Personal Canon #100: "ROPE"
Rope (1948) Directed by Alfred Hitchcock | Screenplay by Arthur Laurents, Hume Cronyn, and Ben Hecht based on the play "Rope's End" by Patrick Hamilton | Starring: James Stewart, John Dall, Farley Granger and Cedric Hardwicke | Production Company Transatlantic Pictures and Warner Bros | Released 08/28/48
Hitchcock and the Continuous Shot
Alfred Hitchcock served as auteur-theory training wheels for me. I doubt I'm alone in this. Perhaps it's the confines of his chosen genre that throw his presence as a director into such unmistakable relief. Or maybe it's his celebrity, cultivated through that famous profile, press-baiting soundbites, celebrated fetishes, and television fame. But what it comes down to is this: when watching a Hitchcock film, even uneducated moviegoers, even movie-loving children can suddenly wake up to the notion of the man behind the curtain. Movies do not merely exist. They are built. The realization can be thrilling: Someone is actually choreographing this whole spectacle for my amusement!
And on the subject of choreography I give you Alfred Hitchcock's Rope. I gave myself Rope, actually, it being the first Hitchcock I sought on my own as a budding film fanatic. 'Let's see what else this man behind the curtain, this wizard, can do.' In this case what he could do was quite a lot. Though Rope obviously represented a complex coordinated puzzle for the filmmaking team, the plot is unusually simple. Two former prep school mates kill a third for the thrill of it (this is no spoiler, just the opening scene). They chase their "perfect murder" with a cocktail party to which they've invited the victim's loved ones.
The film's claim to fame for whatever meager fame it has managed --and I'd argue that that's disproportionate to the elaborately perverse buffet it serves up as well as its pivotal place in the director's career (first color film, first post-fame failure, second attempt at a confined space thriller, a form which would reap perfection for the auteur on his third attempt: Rear Window, 1954) -- comes from Hitchcock's formal experimentation. For Rope he uses one camera, one set and only nine actors. And then, here's the famous part: Hitchcock films it all in one continuous shot. Or thereabouts --there are five or six noticeable edits (and a few more I'm told) but why quibble? Jimmy Stewart's reliably grounding charisma aside, Hitchcock is Rope's true movie star and Rope's continuous shot is the mythmaking close-up. It just happens to be stretched across the entire 80 minutes.
I hadn't watched Rope in a very long time and returning to it I found it sicker, funnier, and a bit sloppier than I remembered. Today it plays a little like an indie black comedy with a nasty dollop of winking gay panic. The relationship between the murderers is of the Leopold & Loeb school of evil homosexuals.
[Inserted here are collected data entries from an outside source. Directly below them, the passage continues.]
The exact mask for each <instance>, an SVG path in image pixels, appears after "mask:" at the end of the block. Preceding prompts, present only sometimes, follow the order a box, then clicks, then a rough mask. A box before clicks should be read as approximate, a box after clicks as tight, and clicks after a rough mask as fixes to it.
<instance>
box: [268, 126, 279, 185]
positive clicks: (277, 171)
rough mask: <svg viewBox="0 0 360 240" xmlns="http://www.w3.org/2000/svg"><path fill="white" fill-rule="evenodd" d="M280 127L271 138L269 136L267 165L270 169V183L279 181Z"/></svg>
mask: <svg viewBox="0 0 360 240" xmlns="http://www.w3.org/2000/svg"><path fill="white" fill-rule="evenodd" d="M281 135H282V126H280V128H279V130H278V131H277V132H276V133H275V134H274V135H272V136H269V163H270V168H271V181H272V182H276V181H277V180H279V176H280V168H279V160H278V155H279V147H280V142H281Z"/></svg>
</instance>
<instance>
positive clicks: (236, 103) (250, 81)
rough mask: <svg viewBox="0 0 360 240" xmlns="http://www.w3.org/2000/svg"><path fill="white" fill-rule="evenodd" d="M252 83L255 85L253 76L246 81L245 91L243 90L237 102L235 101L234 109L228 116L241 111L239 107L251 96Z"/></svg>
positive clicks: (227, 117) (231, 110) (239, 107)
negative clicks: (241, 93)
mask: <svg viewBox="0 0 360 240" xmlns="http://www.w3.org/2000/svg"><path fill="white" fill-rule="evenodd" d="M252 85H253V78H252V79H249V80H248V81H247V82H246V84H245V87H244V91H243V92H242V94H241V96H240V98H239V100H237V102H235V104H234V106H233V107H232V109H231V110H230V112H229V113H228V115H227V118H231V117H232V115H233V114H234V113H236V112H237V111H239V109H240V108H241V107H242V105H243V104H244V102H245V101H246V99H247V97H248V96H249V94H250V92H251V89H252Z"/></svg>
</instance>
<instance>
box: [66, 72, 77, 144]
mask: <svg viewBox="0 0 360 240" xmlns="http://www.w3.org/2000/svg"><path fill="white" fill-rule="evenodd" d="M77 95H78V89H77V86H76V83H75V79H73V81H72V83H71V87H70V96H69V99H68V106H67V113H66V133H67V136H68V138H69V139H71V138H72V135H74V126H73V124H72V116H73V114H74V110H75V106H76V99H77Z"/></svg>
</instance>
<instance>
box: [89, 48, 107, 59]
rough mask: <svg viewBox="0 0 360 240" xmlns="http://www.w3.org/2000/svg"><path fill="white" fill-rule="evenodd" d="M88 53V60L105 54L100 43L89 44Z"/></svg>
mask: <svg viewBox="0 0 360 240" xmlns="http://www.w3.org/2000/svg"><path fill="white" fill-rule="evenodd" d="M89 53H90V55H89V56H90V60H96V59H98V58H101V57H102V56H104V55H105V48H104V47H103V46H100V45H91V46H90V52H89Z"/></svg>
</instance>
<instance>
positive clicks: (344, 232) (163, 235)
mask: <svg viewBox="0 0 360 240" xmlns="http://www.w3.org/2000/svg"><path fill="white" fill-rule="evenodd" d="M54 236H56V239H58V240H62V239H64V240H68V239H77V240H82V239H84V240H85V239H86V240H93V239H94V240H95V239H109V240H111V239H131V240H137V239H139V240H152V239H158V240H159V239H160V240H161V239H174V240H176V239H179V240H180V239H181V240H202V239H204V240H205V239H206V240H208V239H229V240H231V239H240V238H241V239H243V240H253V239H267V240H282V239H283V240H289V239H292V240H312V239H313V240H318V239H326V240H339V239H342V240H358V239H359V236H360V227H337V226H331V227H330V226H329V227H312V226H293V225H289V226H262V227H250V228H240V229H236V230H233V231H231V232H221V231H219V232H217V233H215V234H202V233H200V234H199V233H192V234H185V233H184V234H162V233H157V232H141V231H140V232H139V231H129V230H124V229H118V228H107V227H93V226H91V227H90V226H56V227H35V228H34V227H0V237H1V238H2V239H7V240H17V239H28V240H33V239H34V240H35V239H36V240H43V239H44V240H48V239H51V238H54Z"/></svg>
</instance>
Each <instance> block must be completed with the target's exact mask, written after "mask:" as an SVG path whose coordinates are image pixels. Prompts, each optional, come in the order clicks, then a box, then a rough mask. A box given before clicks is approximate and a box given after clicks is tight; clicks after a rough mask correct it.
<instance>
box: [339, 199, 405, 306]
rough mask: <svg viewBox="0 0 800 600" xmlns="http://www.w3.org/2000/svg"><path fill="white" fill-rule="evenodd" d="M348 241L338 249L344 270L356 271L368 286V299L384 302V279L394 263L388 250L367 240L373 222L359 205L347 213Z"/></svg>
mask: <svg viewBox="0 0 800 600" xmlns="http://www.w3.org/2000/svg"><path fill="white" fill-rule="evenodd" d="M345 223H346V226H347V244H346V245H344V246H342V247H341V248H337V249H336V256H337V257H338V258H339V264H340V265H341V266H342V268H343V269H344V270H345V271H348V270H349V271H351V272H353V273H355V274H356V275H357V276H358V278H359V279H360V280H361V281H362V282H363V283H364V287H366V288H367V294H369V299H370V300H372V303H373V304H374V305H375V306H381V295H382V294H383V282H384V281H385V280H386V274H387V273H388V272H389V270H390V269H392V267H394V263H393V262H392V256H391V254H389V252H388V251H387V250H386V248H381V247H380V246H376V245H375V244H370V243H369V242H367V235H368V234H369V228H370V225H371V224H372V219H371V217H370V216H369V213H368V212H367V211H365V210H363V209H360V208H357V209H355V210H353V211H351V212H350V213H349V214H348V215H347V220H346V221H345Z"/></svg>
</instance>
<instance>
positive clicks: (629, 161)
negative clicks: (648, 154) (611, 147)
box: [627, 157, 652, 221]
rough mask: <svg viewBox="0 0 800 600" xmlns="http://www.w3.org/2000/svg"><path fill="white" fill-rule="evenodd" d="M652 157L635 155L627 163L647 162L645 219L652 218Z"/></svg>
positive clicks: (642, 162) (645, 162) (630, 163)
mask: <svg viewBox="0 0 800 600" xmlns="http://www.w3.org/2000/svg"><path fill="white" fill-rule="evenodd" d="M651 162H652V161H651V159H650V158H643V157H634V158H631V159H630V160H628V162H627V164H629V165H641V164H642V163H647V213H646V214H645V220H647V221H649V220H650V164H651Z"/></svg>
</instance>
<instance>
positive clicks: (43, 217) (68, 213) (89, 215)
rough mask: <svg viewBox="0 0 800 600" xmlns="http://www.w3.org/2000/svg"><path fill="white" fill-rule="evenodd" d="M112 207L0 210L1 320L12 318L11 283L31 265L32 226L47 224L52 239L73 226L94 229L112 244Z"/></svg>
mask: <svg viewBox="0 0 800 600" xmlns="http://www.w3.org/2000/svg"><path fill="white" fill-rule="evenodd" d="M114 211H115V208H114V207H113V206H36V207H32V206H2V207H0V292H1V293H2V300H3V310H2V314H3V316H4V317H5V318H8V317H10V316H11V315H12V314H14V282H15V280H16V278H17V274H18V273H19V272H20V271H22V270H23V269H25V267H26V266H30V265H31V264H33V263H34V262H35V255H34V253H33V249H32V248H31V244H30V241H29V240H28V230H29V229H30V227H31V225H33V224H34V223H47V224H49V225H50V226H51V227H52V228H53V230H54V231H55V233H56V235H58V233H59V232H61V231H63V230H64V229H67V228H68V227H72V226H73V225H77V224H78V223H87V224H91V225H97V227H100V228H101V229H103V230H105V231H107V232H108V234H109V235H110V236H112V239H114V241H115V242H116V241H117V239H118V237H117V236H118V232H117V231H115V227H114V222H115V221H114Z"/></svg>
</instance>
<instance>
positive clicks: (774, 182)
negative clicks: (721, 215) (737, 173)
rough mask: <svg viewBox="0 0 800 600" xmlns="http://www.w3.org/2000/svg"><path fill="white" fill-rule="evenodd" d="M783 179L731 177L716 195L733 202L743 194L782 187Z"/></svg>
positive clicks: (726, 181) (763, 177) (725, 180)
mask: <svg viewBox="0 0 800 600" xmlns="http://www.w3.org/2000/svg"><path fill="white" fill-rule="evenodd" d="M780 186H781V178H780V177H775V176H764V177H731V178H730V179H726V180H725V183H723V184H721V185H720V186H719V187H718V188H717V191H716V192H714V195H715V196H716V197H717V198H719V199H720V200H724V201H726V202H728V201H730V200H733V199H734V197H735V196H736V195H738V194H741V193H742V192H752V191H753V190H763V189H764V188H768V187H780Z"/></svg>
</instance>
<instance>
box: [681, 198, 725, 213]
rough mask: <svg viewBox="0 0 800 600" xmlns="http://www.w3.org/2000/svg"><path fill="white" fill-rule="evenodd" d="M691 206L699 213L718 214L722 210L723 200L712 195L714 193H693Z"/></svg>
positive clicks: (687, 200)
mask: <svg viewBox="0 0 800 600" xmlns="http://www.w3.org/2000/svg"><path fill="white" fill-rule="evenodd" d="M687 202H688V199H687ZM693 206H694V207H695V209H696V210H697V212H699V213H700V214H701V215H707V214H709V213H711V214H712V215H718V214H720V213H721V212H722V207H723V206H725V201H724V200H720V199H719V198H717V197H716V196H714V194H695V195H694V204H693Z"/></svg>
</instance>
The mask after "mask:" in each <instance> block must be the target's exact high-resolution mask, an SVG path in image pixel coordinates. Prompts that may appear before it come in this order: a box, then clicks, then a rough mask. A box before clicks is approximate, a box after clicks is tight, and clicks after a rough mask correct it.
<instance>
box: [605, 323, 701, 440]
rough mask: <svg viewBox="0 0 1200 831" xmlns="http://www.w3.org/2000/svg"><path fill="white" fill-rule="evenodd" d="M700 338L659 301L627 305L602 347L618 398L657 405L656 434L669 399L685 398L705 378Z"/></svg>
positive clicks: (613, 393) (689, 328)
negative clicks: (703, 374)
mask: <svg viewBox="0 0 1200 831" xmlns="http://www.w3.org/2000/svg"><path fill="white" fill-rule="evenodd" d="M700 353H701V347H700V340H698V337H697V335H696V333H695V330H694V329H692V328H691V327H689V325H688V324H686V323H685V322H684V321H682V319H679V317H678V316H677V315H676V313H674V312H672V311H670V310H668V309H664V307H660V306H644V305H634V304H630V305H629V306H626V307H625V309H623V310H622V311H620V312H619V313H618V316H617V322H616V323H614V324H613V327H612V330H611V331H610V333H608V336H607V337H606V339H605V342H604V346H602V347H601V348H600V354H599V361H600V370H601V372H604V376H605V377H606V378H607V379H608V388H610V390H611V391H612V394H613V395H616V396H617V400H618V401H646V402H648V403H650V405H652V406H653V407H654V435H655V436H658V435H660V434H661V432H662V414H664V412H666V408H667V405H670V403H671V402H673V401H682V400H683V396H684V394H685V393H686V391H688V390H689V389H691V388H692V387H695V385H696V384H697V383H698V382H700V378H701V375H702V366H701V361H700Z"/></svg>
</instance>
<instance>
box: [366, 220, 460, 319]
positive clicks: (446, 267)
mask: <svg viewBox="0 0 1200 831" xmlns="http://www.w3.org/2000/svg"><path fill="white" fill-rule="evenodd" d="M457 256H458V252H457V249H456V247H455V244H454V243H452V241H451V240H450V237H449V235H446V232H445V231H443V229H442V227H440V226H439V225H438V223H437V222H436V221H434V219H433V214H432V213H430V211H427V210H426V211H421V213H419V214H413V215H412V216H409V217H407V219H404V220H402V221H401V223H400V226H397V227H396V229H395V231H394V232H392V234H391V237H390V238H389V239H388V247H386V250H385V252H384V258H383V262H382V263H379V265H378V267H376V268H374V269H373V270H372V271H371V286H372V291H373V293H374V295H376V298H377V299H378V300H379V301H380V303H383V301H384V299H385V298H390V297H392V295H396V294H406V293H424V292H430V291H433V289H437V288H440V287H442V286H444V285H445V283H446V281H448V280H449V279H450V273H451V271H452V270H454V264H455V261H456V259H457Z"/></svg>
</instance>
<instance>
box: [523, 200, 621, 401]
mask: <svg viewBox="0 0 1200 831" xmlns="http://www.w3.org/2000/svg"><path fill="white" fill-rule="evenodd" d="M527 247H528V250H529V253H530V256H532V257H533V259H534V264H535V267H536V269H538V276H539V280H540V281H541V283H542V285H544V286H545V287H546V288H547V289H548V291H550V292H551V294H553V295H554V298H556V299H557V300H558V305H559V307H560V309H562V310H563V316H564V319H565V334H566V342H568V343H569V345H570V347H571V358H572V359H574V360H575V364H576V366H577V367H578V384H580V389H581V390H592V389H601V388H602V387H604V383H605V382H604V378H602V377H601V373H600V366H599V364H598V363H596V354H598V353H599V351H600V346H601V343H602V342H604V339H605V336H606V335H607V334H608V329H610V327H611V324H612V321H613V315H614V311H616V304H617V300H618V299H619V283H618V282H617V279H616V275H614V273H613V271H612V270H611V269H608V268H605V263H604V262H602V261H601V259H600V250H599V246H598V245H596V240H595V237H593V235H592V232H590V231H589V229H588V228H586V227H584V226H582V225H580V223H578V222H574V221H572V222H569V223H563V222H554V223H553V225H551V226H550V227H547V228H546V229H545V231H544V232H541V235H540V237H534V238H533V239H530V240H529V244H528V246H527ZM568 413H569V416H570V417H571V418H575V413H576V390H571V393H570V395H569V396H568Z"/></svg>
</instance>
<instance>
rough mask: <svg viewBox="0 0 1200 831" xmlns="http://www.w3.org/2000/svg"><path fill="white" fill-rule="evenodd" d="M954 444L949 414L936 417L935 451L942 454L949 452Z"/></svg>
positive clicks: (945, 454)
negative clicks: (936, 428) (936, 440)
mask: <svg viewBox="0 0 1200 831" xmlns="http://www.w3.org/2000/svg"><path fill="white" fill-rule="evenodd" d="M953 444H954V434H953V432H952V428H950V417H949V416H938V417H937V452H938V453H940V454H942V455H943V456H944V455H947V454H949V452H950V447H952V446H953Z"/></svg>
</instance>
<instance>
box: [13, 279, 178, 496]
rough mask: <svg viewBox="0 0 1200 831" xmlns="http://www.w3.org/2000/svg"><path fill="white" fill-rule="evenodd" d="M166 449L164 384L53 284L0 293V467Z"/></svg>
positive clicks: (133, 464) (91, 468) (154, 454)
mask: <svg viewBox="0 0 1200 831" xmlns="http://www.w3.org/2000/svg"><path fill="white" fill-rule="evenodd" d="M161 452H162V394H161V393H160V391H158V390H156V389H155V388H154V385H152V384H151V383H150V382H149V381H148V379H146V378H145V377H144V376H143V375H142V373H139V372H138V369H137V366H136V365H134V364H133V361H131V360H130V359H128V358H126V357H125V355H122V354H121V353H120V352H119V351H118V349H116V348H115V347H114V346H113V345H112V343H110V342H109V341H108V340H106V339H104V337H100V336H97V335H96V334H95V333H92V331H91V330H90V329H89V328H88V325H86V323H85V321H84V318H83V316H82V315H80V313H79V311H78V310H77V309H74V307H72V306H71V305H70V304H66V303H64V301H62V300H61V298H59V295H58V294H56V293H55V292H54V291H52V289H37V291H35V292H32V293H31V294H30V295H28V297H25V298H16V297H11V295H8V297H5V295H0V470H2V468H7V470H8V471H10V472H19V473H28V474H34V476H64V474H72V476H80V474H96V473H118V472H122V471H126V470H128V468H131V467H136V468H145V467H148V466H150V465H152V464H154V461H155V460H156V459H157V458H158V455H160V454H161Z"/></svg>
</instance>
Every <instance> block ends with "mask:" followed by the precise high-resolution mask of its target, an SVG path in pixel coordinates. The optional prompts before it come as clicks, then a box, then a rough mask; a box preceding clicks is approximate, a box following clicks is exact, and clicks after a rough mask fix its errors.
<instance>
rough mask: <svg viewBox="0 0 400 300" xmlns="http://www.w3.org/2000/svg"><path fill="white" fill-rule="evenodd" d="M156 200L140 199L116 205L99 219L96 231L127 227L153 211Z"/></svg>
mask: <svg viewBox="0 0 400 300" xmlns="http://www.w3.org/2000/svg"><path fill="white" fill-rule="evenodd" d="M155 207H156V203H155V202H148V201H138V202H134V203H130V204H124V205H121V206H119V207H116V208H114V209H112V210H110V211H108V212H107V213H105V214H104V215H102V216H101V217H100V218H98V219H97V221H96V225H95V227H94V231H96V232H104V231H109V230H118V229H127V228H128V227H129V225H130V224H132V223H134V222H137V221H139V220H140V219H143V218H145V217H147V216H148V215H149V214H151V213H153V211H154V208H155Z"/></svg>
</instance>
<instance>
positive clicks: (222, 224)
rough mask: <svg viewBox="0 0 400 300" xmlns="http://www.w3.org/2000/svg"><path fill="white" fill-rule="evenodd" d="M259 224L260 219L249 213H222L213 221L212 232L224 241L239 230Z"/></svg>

Though this thriller was made in 1948, it could only read gayer if the men where shirtless or wearing leather harnesses.
This, for instance, is how the post murder scene plays out...
Two men, having just done the dirty deed, argue. The more aggressive man, Brandon, complains that they couldn't do it with the lights on, in the sunshine. His partner in crime, Phillip, has instant regrets. He could only do it in the dark. A cigarette is lit. More small talk and then they stand uncomfortably close together popping the cork (yes, really) on a bottle of champagne.
Phillip: [guilt-ridden] Brandon, how did you feel?Brandon: When?Phillip: During it.Brandon: I don't know really... I don't remember feeling much of anything. [suddenly excited] Until his body went limp and I knew it was over!Phillip: [trembling] And then...Brandon: And then I felt...tremendously exhilarated. [Pause] H-h-how did you feel?
When I was younger, most of Rope's sexual content slipped by me, anyway. The contact high I got from it was unrelated to adult naughtiness. It provoked no juvenile tittering. No, the thrills came from Rope's easy to grasp experimentation. I simply loved the gimmick. I caught another glimpse of the man behind the curtain. I still feel the same way when I watch it: give me more of this. Provide me with an uninterrupted supply of auteurs who want to challenge themselves. Give me more Hitchcocks, Von Triers, Haynes, Soderberghs. Experiment with the form. And then I'll feel... tremendously exhilarated.
Reader Comments (3)
One of my favorite Hitchcocks. Once played a drinking game where we drank with every gay reference. It didn't take long before we were completely hammered.
I have always loved Rope, although it's not top-tier Hitchcock for me. What I love most about the "single take" is how inevitable it makes everything feel. That scene where the maid is taking everything off the chest where they stashed the body? It's horrifying because you just KNOW she's going to open it at some point - it's also a pretty nifty way of making us feel for these two (well, one-and-a-half) despicable characters. Have you read the play it's based on? Arthur Laurents (who was in a relationship with Farley Granger at the time) really punched up the gay subtext, which he got away with by keeping the Brit-speak "dear boy" to throw off the censors. Silly censors.
Oh, may I have a glass of Veuve too?